0

I'm trying to run a kubeflow pipeline setup and I have several environements (dev, staging, prod).

In my pipeline I'm using kfp.components.func_to_container_op to get a pipeline task instance (ContainerOp), and then execute it with the appropriate arguments that allows it to integrate with my s3 bucket:

from utils.test import test

test_op = comp.func_to_container_op(test, base_image='my_image')

read_data_task = read_data_op(
    bucket,
    aws_key,
    aws_pass,
)

arguments = {
    'bucket': 's3',
    'aws_key': 'key',
    'aws_pass': 'pass',
}
kfp.Client().create_run_from_pipeline_func(pipeline, arguments=arguments)

Each one of the environments is using different credentials to connect to it and those credentials are being passed in the function:

def test(s3_bucket: str, aws_key: str, aws_pass: str):
....
s3_client = boto3.client('s3', aws_access_key_id=aws_key, aws_secret_access_key=aws_pass)
s3_client.upload_file(from_filename, bucket_name, to_filename)

so for each environment I need to update the arguments to contain the correct credentials and it makes it very hard to maintain since each time that I want to update from dev to stg to prod I can't simply copy the code.

My question is what is the best approach to pass those credentials?

torpido
  • 63
  • 9
  • My ideal solution would be that those credentials should get initialized as env variables and that my pipeline will not be aware of them, that could have work if I could run the docker before the pipeline through an external process that will be aware of the env that I'm running on (dev/stg/prod) and then set those env variables before. Just a thought, although I hope there is a more elegant solution – torpido Apr 20 '20 at 23:13

1 Answers1

0

Ideally you should push any env-specific configurations as close to the cluster as possible (as far away from components).

You can create Kubernetes secret in each environemnt with different creadentials.

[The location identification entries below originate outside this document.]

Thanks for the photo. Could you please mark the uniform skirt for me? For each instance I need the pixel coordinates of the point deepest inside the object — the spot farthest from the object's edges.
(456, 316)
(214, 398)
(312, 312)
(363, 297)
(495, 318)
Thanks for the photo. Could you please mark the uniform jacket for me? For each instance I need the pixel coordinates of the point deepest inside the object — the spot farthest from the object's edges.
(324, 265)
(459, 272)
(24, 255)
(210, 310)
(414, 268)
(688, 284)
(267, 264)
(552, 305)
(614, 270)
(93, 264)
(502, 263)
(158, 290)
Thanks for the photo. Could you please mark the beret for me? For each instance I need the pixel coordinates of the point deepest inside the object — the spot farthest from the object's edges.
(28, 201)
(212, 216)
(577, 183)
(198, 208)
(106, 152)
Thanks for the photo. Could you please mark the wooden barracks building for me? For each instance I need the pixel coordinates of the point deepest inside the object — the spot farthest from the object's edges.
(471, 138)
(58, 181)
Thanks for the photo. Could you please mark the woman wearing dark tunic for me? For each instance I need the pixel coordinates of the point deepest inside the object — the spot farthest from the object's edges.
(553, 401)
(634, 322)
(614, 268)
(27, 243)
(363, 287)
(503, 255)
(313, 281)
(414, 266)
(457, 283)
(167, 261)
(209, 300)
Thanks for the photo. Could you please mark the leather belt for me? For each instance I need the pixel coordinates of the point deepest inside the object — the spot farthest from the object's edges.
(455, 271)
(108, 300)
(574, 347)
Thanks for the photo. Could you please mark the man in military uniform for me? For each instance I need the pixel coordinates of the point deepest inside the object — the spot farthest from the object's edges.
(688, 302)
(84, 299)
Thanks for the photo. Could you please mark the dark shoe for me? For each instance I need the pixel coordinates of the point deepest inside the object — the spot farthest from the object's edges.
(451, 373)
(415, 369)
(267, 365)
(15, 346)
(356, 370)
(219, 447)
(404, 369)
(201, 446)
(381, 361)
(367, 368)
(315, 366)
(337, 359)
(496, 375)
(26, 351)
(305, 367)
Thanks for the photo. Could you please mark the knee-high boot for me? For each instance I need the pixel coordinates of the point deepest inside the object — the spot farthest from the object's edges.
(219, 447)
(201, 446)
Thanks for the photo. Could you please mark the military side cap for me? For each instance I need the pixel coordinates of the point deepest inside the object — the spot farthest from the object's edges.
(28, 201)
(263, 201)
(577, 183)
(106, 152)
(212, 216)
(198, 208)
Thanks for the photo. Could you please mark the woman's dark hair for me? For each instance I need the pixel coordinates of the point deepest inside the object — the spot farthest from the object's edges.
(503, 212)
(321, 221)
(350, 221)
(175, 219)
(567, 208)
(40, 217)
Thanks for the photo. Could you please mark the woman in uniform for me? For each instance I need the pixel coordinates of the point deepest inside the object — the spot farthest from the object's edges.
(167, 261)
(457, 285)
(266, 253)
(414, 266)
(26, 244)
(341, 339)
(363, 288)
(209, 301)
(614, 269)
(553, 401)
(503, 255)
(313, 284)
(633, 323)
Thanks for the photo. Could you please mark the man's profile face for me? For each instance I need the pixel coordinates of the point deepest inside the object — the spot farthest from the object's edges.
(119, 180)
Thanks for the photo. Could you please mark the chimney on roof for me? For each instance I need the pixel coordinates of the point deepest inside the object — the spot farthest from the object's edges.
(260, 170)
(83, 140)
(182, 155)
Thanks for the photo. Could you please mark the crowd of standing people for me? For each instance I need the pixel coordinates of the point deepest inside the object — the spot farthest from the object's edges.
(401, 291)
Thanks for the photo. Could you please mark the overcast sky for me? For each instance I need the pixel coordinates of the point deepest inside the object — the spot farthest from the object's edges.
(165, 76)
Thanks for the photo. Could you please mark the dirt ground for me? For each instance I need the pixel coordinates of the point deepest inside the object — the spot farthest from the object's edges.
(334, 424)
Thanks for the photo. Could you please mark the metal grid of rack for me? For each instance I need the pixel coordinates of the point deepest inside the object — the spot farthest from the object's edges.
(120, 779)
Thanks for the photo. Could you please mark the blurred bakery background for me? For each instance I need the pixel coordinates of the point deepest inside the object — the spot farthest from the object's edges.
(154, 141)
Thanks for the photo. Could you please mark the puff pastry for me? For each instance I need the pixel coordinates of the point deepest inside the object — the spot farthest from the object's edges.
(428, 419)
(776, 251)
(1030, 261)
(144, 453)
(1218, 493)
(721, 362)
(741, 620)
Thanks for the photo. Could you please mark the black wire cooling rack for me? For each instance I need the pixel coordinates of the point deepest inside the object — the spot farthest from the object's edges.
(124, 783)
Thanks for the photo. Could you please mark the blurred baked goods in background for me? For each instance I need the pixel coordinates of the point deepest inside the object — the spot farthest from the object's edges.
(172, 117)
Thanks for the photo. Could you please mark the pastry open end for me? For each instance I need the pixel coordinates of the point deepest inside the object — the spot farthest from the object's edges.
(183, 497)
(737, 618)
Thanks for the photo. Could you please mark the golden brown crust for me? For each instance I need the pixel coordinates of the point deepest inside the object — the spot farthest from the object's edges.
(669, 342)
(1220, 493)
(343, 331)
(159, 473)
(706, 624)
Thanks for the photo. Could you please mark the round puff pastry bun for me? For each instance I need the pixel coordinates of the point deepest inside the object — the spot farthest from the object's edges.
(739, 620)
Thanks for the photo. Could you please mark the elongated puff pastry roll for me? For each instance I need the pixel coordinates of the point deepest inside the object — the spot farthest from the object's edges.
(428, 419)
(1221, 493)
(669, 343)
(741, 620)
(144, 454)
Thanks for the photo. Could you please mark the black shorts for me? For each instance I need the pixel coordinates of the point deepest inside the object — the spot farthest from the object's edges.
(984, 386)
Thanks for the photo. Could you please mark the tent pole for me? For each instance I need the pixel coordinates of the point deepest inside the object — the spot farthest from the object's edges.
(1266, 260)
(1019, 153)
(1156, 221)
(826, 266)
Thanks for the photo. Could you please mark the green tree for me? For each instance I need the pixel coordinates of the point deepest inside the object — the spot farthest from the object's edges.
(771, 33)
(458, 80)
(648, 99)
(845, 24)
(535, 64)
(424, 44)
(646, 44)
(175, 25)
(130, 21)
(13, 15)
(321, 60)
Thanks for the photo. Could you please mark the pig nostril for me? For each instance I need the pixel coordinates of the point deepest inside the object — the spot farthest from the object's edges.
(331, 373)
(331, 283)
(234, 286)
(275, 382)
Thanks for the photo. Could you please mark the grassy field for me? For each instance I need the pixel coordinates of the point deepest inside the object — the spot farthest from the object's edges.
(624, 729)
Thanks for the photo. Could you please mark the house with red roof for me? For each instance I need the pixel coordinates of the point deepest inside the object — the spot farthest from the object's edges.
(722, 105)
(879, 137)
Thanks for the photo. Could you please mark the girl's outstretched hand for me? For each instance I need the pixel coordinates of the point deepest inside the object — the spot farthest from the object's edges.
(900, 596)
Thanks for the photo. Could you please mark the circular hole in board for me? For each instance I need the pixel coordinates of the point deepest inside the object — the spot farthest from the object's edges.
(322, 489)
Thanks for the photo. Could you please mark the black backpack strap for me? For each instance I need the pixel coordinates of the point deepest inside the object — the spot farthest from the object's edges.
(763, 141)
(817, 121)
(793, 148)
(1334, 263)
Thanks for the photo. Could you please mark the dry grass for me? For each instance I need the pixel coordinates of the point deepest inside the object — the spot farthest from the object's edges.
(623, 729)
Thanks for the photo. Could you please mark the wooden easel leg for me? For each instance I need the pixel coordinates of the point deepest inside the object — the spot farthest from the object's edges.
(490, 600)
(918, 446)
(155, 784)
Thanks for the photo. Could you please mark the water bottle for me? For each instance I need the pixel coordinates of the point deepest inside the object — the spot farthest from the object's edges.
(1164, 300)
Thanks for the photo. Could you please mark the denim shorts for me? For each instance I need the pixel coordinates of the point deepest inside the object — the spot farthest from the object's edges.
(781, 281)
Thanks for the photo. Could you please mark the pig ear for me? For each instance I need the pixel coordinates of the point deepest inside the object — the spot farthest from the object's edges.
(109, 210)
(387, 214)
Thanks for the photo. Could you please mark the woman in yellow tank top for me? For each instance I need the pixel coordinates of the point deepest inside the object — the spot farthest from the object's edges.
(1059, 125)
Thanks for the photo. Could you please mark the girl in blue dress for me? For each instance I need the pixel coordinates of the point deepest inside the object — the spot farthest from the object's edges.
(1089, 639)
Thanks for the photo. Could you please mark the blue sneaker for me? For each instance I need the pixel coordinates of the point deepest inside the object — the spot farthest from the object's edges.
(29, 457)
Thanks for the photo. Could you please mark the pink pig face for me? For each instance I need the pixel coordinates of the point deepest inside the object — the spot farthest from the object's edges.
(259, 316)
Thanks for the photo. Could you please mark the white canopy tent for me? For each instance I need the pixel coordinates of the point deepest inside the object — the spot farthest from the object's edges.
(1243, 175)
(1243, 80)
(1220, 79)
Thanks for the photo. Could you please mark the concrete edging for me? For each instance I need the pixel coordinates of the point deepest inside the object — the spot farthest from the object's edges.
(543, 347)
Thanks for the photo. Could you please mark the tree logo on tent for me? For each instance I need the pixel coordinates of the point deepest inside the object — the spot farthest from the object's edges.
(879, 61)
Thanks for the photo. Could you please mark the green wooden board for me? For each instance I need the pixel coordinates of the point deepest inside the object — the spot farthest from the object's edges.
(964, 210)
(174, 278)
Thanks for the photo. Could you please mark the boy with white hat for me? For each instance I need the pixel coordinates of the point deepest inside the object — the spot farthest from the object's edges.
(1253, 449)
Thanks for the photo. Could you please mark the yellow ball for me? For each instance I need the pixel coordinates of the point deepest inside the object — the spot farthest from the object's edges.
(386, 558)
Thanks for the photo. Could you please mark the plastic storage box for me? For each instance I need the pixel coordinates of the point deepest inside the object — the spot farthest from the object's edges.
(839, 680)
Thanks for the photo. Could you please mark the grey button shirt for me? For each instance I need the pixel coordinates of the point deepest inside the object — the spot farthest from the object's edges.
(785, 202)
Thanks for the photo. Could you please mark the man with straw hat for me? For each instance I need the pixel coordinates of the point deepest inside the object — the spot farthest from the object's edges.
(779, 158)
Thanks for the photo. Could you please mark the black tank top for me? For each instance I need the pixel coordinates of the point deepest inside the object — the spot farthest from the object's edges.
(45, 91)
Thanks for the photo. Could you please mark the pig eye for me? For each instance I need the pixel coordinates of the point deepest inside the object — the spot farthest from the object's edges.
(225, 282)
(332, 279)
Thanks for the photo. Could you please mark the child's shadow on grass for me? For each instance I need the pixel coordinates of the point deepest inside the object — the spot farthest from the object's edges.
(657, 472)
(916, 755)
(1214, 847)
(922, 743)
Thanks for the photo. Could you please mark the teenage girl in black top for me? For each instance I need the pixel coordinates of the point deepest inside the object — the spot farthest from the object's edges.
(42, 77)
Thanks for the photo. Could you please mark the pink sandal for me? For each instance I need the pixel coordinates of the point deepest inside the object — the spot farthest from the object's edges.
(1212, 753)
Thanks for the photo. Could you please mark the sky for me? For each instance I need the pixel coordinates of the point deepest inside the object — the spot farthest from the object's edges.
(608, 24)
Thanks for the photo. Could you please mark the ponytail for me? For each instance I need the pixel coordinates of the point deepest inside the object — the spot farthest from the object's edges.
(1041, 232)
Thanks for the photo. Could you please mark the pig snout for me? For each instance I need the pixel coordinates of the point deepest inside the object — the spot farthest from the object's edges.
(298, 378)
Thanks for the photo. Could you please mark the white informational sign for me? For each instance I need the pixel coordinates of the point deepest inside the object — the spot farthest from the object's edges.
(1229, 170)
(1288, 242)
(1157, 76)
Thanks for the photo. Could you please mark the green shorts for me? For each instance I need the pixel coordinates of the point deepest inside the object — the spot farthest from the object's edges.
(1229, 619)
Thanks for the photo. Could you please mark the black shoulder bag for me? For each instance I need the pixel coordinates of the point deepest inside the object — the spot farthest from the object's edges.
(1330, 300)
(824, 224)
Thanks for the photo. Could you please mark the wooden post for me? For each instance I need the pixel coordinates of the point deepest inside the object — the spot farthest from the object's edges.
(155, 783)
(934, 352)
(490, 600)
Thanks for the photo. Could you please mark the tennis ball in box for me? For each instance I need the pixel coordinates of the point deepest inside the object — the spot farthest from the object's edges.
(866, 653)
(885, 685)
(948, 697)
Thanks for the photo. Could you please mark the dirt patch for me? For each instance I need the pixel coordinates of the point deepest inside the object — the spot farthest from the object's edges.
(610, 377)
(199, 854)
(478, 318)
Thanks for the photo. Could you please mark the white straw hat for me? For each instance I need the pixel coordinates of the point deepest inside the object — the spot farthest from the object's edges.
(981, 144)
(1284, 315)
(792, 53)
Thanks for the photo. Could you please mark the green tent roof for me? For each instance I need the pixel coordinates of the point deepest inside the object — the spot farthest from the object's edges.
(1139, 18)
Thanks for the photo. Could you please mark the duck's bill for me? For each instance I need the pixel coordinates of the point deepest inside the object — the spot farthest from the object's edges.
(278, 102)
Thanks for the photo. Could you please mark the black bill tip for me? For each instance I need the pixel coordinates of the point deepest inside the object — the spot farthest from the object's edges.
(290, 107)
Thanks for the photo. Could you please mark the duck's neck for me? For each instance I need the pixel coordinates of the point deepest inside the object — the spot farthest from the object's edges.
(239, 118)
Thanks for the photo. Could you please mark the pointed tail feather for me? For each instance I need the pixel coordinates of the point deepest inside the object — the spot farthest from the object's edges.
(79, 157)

Then use that AWS secret in each task:

from kfp import aws

def my_pipeline():
   ...

   conf = kfp.dsl.get_pipeline_conf()
   conf.add_op_transformer(aws.use_aws_secret('aws-secret', 'AWS_ACCESS_KEY_ID', 'AWS_SECRET_ACCESS_KEY'))

Maybe boto3 can auto-load the credentials using the secret files and the environment variables.

At least all GCP libraries and utilities do that with GCP credentials.

P.S. It's better to create issues in the official repo: https://github.com/kubeflow/pipelines/issues

Ark-kun
  • 6,358
  • 2
  • 34
  • 70